L'Eglise romaine a jadis canonisé Robert Bellarmin pour le remercier de s'être opposé à Galilée. Elle est sans doute capable de canoniser un autre homme, qui se ferait aujourd'hui l'artisan de l'apologie du même homme. "Souvent femme varie, bien fol est qui s'y fie", dit un proverbe utile en cette espèce.
"Réfléchissons à présent sur ce que sont les mathématiques : en soi, il s'agit d'un système abstrait, d'une invention de l'esprit humain, qui comme tel, dans sa pureté, n'existe pas. Il est toujours réalisé de manière approximative, mais - comme tel - c'est un système intellectuel, c'est une grande, géniale invention de l'esprit humain.
La chose surprenante est que cette invention de notre esprit humain, est vraiment la clef pour comprendre la nature, que la nature est réellement structurée de façon mathématique et que nos mathématiques, inventées par notre esprit, sont réellement l'instrument pour pouvoir travailler avec la nature, pour la mettre à notre service, pour l'instrumentaliser à travers la technique."
Benoît XVI fait ici la démonstration du lien entre l'anthropologie moderne et le raisonnement mathématique, afin de justifier ensuite la technique comme une activité chrétienne. Mais un philosophe païen observerait plus justement, à propos du même art mathématique, que les nombres sont dans la nature avant d'être dans l'homme. Par conséquent, en fait de "géniale invention de l'esprit humain" (toute l'anthropologie moderne est contenue dans ce dithyrambe), il n'y a dans la géométrie qu'imitation de la nature. Le néant et l'infini sont représentatifs de l'apport humain à la nature, et cet apport est purement rhétorique ; on peut s'en servir surtout, ainsi que du hasard, pour étalonner l'ignorance humaine.

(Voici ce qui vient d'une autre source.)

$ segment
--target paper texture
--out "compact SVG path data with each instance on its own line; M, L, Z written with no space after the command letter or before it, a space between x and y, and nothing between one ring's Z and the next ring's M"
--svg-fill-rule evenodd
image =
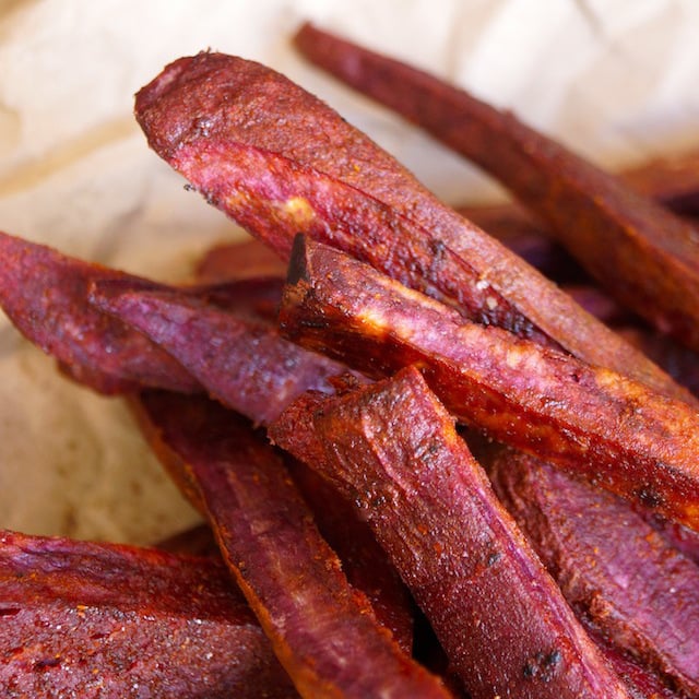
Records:
M0 0L0 229L158 280L241 233L145 143L133 94L213 48L318 94L451 202L499 190L304 63L304 20L472 90L606 166L699 140L694 0ZM0 316L0 528L152 542L197 520L119 400Z

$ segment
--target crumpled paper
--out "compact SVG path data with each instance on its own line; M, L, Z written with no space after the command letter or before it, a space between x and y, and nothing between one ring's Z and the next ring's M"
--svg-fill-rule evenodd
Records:
M164 281L244 234L149 151L133 94L213 48L330 103L454 203L474 168L306 64L300 22L465 86L607 167L699 141L694 0L0 0L0 229ZM0 315L0 528L146 543L196 522L118 399L62 378Z

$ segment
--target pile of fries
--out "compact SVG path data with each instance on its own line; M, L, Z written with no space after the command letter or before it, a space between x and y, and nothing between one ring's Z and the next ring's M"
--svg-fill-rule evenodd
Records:
M447 206L241 58L143 87L151 147L254 239L174 286L0 234L0 305L209 528L5 532L4 696L699 697L699 158L613 176L295 40L518 204Z

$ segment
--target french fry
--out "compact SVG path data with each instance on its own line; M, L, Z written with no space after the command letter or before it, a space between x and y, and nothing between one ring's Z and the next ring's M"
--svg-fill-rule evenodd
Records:
M375 377L417 364L466 424L699 528L699 413L683 401L471 323L300 236L280 320L294 341Z
M0 233L0 306L14 325L73 379L100 393L142 386L199 390L167 353L86 304L97 279L150 282ZM128 337L127 337L128 336Z
M450 696L352 588L280 455L203 398L149 392L141 419L182 462L233 576L304 697Z
M266 424L309 389L332 391L331 379L347 369L251 321L177 289L151 294L120 282L97 283L92 303L142 332L175 357L210 395Z
M296 45L497 177L619 303L699 350L699 237L692 225L511 112L423 71L310 24Z
M87 303L96 282L173 287L3 233L0 262L0 306L17 330L54 356L75 381L105 394L149 387L187 393L202 390L167 352ZM193 285L179 293L269 321L276 315L281 287L274 277L245 279Z
M222 562L0 534L3 697L297 697Z
M699 568L626 502L502 448L481 463L568 602L613 644L699 694Z
M628 696L414 367L304 396L270 435L367 519L469 696Z
M363 133L274 71L182 58L139 91L151 147L287 259L306 233L487 324L692 396ZM282 125L282 126L280 126Z

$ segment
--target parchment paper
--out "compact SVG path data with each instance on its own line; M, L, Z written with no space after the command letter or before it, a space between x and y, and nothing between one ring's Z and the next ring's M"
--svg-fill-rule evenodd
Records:
M133 93L213 48L323 97L450 202L478 173L305 64L304 20L452 80L597 163L699 142L695 0L0 0L0 229L164 281L244 235L149 151ZM197 521L118 399L59 376L0 316L0 528L137 543Z

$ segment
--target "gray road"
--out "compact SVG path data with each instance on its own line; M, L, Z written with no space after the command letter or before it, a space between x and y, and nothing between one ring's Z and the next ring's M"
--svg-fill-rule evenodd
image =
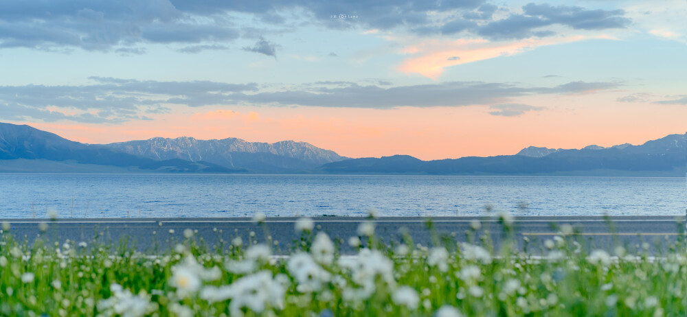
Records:
M357 228L363 218L317 217L313 218L317 225L315 231L323 231L332 237L340 239L342 253L352 252L348 247L348 239L357 236ZM477 235L491 237L498 246L508 233L500 224L491 218L438 217L431 219L431 229L428 229L426 218L394 217L374 220L377 235L383 241L394 243L411 237L413 243L431 246L441 242L471 240L475 235L471 229L473 220L478 220L481 228ZM187 228L197 231L194 237L202 238L203 243L212 247L227 247L232 239L240 235L244 243L266 239L278 244L278 252L286 253L295 242L301 238L294 230L296 218L267 218L262 224L254 223L250 218L142 218L142 219L63 219L50 220L6 219L9 231L3 235L34 241L37 237L52 242L64 242L69 239L76 242L92 244L98 240L109 245L126 241L144 251L164 252L184 239ZM39 230L39 224L45 222L48 228ZM635 249L644 242L652 246L654 253L666 250L676 241L684 239L684 216L620 216L605 219L602 217L516 217L510 233L518 242L519 248L537 253L543 242L552 239L563 224L570 224L575 229L575 237L585 247L611 249L618 244L629 250ZM254 235L251 232L254 233ZM525 239L525 238L527 239ZM529 240L526 246L525 240Z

Le discours de Benoît XVI est d'ailleurs assez confus pour justifier aussi bien l'invention de la roue, que celle de la bombe atomique ou des balles enrichies à l'uranium. Le discours de Benoît XVI n'explique pas non plus cette étrange variation dans la philosophie naturelle au cours des siècles, jusqu'au point où l'Occident est rendu, non plus de maîtrise des éléments naturels, mais d'exploitation sans limite et irresponsable, persuadé sans doute par son "génie" qu'il est capable de tout.
Quoi qu'il en soit, un chrétien observera que J. Ratzinger s'exprime à propos de "philosophie naturelle", c'est-à-dire d'un domaine qui forme le socle des religions païennes, et auquel le monde moderne n'a donné qu'un tour de clef rhétorique supplémentaire.
Un chrétien observera que la vérité chrétienne - dieu -, est métaphysique, et non d'ordre physique, et s'étonnera que les mathématiques, langage de la physique, puisse concurrencer la théologie, alors même que l'on peut déduire de celle-ci la relativité des vérités d'ordre physique et leur subordination à une vérité universelle supérieure. L'homme n'a pas accès à cette vérité universelle par la grâce de son propre esprit. Affirmer que "les mathématiques sont un langage de dieu", c'est parler comme un prêtre égyptien et avouer que Satan est le dieu qui préside au destin de l'Eglise romaine.
Les artisans du culte illuminati ont pour vocation d'instaurer un culte solaire à l'échelle de la planète (les mathématiques peuvent passer aussi pour le seul "langage universel", alors qu'elles sont mondaines avant tout), sous couvert du christianisme.